If the young people are going to appreciate the fine arts later in life: music, painting, dance, or drama, they should be introduced now. If they possess innate talent in any of these areas, this is the time to discover and develop it. Would they like lessons? If so, in which discipline?

Too Much Homework Undermines Learning

They should also have experiences with different age groups (source). They should spend time with grandparents, and hear stories about life in the past. They need to become familiar with babies, toddlers, older and younger cousins, aunts, uncles, and pets of all shapes and sizes. There are many people and things to discover which cannot be found in books or within the structured environment of the classroom.

Children between the ages of six and eleven are growing socially. Some of the friendships they form now will be lifelong. These are the years of birthday parties, sleep overs, summer camp, Boy Scouts and Girl Guides, 4-H clubs, and other vehicles to encourage healthy character development. The social skills they develop now will contribute to the success and stability of their adult lives. If they learn to interact successfully with others now, it will be natural to continue on the preprogrammed path as they mature.
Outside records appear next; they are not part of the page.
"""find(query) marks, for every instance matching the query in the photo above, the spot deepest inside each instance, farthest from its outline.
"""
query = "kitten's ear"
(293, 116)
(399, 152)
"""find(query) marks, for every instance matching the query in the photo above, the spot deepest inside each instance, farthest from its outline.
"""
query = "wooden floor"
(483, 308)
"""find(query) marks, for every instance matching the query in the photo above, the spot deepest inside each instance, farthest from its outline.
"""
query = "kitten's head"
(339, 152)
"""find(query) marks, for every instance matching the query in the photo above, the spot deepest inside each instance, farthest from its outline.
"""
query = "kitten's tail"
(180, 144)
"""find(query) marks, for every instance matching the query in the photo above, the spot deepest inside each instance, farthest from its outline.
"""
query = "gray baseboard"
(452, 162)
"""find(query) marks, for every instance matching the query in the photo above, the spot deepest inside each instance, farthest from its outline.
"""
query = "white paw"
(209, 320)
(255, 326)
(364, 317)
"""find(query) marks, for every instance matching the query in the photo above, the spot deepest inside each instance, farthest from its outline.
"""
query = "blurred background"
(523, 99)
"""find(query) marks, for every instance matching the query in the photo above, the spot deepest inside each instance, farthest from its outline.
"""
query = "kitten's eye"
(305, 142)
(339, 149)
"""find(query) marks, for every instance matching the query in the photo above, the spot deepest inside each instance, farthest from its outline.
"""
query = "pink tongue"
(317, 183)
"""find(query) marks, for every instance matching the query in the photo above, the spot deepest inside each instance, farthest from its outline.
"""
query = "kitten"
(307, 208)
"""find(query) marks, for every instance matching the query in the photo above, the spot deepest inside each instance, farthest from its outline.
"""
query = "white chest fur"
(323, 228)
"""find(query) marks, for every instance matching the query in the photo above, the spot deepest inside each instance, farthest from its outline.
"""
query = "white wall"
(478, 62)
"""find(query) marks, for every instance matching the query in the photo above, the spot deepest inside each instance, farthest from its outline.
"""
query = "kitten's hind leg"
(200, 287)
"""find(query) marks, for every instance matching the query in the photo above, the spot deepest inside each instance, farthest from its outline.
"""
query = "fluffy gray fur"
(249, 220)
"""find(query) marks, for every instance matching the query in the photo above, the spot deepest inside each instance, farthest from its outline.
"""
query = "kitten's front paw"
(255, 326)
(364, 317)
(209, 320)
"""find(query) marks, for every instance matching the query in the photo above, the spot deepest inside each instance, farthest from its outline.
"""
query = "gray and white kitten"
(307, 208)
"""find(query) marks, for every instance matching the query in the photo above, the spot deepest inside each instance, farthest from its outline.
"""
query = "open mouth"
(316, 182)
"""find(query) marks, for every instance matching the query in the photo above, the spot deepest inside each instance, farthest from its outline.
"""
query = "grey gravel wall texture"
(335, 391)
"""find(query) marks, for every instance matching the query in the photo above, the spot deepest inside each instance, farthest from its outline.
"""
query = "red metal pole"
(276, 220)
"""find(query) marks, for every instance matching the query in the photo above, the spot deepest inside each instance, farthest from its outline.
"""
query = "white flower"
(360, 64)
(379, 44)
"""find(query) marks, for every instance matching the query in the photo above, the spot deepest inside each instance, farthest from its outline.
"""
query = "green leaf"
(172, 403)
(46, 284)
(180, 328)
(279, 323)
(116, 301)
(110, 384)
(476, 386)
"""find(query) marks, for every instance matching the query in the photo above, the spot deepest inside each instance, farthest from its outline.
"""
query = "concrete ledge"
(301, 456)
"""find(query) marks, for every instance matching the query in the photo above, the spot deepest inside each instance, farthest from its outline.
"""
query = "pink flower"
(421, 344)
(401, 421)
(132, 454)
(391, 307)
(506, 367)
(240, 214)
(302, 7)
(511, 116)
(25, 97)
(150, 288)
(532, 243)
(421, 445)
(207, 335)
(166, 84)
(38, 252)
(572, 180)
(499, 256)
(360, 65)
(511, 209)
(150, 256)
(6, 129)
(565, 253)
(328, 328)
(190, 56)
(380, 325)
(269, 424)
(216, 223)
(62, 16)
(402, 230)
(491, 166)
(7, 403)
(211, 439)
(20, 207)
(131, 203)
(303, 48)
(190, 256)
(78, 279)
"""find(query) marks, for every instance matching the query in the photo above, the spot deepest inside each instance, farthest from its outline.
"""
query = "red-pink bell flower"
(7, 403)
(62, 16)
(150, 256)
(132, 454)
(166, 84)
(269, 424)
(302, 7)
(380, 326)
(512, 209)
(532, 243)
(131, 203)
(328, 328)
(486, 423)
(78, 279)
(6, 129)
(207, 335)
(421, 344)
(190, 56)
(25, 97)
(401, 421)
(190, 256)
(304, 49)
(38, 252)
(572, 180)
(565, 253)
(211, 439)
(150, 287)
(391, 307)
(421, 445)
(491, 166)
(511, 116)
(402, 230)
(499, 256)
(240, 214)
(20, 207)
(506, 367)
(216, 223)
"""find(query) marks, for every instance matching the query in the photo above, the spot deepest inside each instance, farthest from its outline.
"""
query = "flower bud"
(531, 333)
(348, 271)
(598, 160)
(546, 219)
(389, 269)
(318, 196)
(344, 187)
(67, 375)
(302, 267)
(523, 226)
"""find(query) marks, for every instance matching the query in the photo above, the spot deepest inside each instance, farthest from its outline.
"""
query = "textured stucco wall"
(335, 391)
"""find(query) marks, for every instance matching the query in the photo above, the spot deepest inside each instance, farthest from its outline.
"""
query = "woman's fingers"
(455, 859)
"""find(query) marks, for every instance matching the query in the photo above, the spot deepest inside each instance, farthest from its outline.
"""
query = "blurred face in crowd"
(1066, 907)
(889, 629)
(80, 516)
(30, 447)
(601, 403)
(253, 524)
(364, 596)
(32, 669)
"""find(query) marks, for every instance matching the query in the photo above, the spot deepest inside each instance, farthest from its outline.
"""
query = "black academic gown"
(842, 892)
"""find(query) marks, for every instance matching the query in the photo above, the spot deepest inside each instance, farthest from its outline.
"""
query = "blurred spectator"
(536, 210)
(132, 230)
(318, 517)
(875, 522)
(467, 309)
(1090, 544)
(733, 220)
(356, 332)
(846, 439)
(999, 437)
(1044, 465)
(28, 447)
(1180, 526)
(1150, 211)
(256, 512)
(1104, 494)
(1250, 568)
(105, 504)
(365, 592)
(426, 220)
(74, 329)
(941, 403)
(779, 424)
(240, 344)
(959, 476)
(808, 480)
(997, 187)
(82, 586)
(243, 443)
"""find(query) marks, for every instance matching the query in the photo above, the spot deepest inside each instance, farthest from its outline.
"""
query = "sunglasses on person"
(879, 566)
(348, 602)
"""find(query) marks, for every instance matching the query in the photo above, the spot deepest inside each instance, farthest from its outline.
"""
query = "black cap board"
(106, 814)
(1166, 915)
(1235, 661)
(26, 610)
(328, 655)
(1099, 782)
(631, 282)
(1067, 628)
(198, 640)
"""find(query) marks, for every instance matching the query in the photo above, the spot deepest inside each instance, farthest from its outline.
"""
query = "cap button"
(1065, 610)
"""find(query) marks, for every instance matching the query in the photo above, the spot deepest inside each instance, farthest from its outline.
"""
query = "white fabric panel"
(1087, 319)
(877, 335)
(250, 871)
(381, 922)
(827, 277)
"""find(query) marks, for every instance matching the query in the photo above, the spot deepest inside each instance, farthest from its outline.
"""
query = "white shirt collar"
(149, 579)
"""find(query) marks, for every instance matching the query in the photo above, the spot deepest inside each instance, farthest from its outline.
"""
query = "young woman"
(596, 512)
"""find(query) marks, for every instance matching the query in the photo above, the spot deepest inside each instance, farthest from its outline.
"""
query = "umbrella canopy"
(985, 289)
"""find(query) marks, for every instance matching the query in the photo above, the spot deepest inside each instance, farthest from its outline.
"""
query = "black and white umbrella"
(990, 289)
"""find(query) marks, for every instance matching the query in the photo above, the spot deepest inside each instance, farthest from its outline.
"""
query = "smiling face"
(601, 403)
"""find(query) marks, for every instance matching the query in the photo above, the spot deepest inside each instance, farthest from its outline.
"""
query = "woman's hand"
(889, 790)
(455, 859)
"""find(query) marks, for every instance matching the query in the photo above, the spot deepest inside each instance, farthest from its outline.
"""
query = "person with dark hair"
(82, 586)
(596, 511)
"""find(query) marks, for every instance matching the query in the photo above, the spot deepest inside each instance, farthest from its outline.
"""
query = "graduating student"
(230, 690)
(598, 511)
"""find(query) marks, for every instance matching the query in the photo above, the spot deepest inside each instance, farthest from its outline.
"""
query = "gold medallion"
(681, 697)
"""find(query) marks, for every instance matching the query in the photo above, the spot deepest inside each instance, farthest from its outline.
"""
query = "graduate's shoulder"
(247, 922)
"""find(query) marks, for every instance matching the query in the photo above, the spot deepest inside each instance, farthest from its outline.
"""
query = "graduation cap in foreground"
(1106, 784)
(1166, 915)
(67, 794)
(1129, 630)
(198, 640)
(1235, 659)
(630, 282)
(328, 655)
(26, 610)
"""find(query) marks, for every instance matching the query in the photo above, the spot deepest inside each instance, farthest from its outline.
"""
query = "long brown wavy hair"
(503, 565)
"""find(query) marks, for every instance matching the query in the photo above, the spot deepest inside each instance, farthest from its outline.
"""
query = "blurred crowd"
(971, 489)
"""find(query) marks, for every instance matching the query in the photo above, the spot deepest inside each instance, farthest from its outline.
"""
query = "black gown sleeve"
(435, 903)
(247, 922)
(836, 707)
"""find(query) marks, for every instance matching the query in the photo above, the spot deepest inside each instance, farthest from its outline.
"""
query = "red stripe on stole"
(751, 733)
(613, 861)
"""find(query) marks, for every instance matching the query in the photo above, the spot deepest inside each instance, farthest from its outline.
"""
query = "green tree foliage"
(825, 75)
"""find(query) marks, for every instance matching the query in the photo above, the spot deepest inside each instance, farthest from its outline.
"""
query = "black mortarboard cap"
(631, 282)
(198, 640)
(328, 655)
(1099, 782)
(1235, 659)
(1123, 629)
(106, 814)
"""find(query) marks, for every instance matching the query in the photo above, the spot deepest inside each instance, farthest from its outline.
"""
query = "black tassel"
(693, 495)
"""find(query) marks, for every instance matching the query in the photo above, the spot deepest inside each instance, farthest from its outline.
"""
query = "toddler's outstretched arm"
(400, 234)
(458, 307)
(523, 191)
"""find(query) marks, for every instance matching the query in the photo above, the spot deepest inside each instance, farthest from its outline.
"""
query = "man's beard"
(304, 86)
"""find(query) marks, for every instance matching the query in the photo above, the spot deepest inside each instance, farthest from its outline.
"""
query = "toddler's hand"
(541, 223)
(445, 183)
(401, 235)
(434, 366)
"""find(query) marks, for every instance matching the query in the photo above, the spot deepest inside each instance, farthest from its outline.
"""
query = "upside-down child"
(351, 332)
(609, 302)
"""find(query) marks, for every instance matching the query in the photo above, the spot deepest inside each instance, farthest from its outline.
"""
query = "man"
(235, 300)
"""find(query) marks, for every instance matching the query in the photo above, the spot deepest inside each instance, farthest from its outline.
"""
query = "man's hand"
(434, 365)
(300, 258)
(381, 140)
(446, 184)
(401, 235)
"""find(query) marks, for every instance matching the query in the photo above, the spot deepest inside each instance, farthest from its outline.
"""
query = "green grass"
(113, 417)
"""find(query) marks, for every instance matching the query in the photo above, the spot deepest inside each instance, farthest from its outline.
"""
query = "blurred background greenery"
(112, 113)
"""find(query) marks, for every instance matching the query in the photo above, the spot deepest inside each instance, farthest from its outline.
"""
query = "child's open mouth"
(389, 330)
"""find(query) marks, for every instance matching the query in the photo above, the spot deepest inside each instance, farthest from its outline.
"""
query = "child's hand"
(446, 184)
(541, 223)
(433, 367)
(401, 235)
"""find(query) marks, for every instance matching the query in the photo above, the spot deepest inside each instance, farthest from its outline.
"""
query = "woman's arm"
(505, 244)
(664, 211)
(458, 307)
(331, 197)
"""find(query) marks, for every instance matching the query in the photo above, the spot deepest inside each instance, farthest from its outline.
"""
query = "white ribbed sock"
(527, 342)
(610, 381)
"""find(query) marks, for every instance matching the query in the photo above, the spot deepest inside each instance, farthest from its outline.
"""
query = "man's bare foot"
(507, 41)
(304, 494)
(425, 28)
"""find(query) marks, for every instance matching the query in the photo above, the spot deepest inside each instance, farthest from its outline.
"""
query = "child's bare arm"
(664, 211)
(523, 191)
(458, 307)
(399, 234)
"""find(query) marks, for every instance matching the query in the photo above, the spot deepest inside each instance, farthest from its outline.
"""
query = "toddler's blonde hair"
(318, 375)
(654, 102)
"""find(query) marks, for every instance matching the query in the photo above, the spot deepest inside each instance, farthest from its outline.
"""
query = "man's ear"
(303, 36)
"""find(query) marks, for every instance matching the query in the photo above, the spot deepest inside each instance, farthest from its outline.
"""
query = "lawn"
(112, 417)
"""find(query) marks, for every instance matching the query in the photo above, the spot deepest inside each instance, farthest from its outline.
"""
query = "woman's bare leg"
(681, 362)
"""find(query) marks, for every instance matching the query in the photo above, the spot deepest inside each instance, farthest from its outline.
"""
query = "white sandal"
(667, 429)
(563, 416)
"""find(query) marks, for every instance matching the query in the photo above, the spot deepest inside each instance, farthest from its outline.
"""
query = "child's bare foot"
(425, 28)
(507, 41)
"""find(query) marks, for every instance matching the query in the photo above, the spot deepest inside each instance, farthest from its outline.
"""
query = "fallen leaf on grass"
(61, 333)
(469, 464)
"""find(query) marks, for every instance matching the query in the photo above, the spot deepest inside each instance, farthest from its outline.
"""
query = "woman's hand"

Bear in mind that the young people are in school for five and one-half hours a day, about one hundred eighty days a year. They sleep about ten hours a day. This leaves roughly only half of their waking hours to accomplish all of the essential, developmental tasks described above. Is it wise to rob them of any of this valuable time with Homework which may cause “hardship, worry or grief”?

I submit that it is wrong, and even harmful for teachers to assign homework in the primary and junior grades. Each child should always have an interesting book to read during his leisure time. Other than that, their homework should be to play, explore, socialize, discover and spend time on extracurricular activities. There will be plenty of time in the higher grades for formal homework assignments. In the lower grades, the children’s most important tasks should consist of becoming familiar and learning to feel comfortable with the people, creatures, objects and elements with which they share the world.

Come to think of it, those continue to be worthwhile goals for any of us, no matter what our ages or levels of maturity.

“We don’t stop playing because we get old; we get old because we stop playing.”